Heard a disturbance in the Force, I did.

Heard a disturbance in the Force, I did.

This “Declaration of Independence” happened on July 4, 1776 which is what we’re celebrating, not actually winning our independence from Britain.  That would come in 1783 when the British finally said oh heck with it and went back to their tiny, rainy country.  In between, there was a lot of bloody fighting, and we Americans love to tell the story about how our ragtag bunch of farmers defeated one of the major superpowers of the world.  We’re so proud of our history that some people actually believe that July 4th is when we won independence, not when we declared it.  We would also use this declaration, and the constitution and bill of rights that came after it, in practically every argument we would ever have again ever.  Even if the argument is about mayonnaise.

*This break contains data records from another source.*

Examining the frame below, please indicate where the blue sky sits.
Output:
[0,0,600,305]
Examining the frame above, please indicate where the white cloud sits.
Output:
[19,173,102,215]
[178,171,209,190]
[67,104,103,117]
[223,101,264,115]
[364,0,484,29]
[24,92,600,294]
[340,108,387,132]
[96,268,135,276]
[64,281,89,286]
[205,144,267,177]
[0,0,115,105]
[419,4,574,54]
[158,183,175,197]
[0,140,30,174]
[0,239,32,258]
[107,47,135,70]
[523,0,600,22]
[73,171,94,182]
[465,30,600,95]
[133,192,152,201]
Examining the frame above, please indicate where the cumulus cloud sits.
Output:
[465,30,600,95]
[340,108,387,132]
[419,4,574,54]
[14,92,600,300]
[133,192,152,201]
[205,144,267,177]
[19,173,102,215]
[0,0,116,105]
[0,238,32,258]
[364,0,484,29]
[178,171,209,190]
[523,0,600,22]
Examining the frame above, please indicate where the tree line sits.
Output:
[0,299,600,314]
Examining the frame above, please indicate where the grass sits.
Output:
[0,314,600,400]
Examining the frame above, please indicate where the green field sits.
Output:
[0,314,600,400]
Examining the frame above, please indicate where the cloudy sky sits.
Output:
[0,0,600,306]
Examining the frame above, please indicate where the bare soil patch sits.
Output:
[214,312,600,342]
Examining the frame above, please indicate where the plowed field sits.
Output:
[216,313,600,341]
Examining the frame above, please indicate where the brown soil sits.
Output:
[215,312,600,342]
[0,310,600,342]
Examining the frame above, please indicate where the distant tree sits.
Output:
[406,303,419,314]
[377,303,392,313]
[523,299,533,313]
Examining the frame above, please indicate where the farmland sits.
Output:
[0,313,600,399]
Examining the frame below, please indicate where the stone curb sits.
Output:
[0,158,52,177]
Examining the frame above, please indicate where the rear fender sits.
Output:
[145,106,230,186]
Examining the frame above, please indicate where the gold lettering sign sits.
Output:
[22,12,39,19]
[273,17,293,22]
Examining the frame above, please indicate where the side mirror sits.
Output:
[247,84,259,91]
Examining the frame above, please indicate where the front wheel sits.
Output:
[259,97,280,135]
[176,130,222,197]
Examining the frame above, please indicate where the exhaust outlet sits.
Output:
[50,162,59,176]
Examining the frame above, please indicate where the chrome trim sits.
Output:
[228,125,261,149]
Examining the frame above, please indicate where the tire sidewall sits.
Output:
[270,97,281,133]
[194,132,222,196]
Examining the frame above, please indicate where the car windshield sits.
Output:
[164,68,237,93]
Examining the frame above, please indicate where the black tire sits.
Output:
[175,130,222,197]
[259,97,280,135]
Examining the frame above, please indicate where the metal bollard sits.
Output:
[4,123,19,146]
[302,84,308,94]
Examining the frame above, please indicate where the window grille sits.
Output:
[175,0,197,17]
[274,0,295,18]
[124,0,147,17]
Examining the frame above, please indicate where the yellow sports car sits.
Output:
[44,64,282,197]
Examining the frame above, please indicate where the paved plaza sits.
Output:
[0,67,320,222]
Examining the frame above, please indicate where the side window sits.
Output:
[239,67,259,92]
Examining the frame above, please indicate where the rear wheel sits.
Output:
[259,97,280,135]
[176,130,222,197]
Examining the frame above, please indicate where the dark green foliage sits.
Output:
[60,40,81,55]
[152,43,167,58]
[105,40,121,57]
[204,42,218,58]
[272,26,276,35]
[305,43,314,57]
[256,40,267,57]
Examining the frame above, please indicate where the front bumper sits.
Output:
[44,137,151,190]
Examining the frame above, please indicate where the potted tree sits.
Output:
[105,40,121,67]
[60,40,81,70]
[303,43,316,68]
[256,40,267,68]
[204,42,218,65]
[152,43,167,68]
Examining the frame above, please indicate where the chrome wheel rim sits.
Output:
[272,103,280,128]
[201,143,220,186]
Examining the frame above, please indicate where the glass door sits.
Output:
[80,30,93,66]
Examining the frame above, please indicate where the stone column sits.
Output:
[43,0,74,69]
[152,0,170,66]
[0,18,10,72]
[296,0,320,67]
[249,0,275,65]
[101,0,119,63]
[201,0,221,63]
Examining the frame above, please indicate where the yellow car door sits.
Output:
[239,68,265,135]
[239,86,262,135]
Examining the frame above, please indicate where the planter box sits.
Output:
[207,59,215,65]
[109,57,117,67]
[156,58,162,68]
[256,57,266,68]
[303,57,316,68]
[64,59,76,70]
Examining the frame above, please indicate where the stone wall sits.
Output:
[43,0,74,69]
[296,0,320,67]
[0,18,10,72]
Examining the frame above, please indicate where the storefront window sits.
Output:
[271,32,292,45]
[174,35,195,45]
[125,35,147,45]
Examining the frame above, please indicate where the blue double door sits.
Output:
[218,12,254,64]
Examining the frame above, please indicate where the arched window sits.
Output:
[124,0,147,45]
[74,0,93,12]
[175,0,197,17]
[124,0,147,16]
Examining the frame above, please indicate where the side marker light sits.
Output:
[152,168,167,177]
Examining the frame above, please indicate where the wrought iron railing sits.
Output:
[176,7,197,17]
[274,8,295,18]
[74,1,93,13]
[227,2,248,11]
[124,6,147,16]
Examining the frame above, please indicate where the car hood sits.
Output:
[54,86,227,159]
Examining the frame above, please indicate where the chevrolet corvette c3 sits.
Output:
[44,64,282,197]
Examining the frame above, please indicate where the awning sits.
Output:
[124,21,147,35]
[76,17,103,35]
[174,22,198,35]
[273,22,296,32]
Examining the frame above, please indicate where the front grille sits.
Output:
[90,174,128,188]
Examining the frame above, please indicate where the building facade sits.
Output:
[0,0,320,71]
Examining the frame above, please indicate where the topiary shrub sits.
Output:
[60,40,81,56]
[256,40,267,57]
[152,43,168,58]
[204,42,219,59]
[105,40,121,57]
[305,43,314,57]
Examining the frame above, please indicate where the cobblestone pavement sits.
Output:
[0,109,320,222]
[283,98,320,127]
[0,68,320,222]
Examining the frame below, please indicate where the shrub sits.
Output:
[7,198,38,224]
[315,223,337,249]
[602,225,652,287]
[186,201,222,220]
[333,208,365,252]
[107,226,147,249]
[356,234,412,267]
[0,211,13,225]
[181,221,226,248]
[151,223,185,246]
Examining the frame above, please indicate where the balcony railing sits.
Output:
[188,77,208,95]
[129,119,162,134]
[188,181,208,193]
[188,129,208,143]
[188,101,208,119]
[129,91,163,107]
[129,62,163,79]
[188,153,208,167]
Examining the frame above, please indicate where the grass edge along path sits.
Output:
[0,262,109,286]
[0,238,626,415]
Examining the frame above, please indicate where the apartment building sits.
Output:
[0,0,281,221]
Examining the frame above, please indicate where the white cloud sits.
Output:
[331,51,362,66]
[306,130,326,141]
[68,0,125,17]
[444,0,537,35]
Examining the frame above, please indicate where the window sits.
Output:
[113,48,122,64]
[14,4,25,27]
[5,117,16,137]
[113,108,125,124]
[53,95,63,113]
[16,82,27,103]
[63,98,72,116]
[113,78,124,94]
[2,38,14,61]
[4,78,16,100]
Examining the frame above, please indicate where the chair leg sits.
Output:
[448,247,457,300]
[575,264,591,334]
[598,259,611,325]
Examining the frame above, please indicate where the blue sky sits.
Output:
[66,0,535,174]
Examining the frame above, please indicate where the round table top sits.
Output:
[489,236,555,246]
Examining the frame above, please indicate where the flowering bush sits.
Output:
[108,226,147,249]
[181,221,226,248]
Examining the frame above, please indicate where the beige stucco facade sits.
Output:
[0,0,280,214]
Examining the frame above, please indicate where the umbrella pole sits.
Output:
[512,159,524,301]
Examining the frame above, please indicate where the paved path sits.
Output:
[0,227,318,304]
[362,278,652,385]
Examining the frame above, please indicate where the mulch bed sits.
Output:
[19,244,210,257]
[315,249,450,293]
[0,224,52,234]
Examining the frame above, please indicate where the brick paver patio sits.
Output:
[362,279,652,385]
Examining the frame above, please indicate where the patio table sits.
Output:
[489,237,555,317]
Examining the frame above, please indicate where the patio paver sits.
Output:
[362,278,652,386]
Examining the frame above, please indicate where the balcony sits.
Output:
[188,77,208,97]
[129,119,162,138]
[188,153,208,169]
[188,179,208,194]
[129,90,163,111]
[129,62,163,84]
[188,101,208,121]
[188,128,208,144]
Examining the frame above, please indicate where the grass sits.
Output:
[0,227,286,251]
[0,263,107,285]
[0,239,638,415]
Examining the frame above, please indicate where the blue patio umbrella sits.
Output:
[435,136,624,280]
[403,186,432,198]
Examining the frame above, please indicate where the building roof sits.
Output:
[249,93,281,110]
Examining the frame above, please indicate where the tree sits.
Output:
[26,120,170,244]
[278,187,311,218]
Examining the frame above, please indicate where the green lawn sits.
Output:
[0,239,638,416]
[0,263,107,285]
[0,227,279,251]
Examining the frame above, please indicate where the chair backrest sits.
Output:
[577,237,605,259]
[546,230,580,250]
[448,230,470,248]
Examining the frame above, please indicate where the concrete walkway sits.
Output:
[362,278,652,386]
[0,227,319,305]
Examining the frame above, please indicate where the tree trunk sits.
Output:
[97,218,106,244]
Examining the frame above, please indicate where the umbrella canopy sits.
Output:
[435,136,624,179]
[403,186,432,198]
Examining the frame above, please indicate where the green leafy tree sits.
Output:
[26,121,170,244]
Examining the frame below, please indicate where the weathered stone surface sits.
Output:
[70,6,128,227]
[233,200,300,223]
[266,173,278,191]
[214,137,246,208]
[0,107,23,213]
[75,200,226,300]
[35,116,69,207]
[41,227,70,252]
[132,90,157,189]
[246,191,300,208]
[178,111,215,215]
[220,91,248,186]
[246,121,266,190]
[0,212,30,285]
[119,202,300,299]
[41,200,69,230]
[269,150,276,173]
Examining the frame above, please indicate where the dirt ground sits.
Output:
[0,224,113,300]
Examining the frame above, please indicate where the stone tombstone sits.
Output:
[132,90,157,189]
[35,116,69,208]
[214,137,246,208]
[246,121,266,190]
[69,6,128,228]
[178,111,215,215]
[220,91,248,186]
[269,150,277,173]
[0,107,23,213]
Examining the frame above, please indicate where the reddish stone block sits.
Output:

But how did this ragtag group defeat such a great and powerful army?  Here’s a few things we had on our side.flag border

  • An ocean.  We didn’t have to cross it just to go fight them.
  • France. Their entering the war on our side was one big “nanner, nanner” to Britain.
  • The British fought like civilized people, marching in line with bright red “I’m a target” uniforms, thus allowing us uncivilized colonists to hide in the bushes and pick them off like ducks in a barrel.
  • Scurvy.  The British Navy suffered great losses because they weren’t given FRUIT.
  • Meanwhile, the allies of the French (Spain and the Dutch Republic) were battering Britain back home.  Maybe they shouldn’t have ticked off so many other countries first . . .flag border

That’s not all, but I’m tired so I’ll stop there.  This is a day that we Americans celebrate the creation of our country.  But we should also remember that we didn’t do it alone.  Without Britian, many colonists wouldn’t have been here to begin with, and without the support of France, Spain, the Dutch, and many others, we probably wouldn’t have won that war. It also wasn’t independence for everyone – that would come much later for the black men and women we kept as slaves and the women of all colors whose voices we silenced.  And it would come at the cost of the independence of the Native Americans.

So today we celebrate by waving our flags and being all patriotic.  There will be fireworks, and parades, and barbecues, and probably more than one beer, firework, and barbecue related accident.  It’s the American way.